With that said, life goes on. Time to lick the wounds, and get up from the floor. I have a personal motto, the Japanese proverb ‘Fall down seven times and get up eight’. So here we go again, more experienced and motivated than ever.
As for what’s next for me, I have no idea. This is the first time in sixteen years I’ve been at a crossroads like this. But after seeing the outpouring of support I’m receiving on LinkedIn, something tells me I will be alright.
Whatever I end up doing, I hope I can help educate others about a path fraught with hardship, but rewarding nonetheless. As you’ve seen, I believe in absolute transparency. I don’t wish to glorify my failure. It’s something I’d rather embrace than hide behind for rest of my life.

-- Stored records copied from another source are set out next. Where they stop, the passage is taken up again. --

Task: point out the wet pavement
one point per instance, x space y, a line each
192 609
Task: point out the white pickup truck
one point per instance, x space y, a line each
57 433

Last but not least, to the Spanish Government, thank you for all the public services our taxpayer money helps fund, some of which have helped us at times. To the Open Source community, keep up the good work, you’re the giants on whose shoulders we stood on. To my team, I am eternally grateful. To my family, I could not have done this without you.
And to everyone who has supported us over the past sixteen years, from the bottom of my heart: thank you.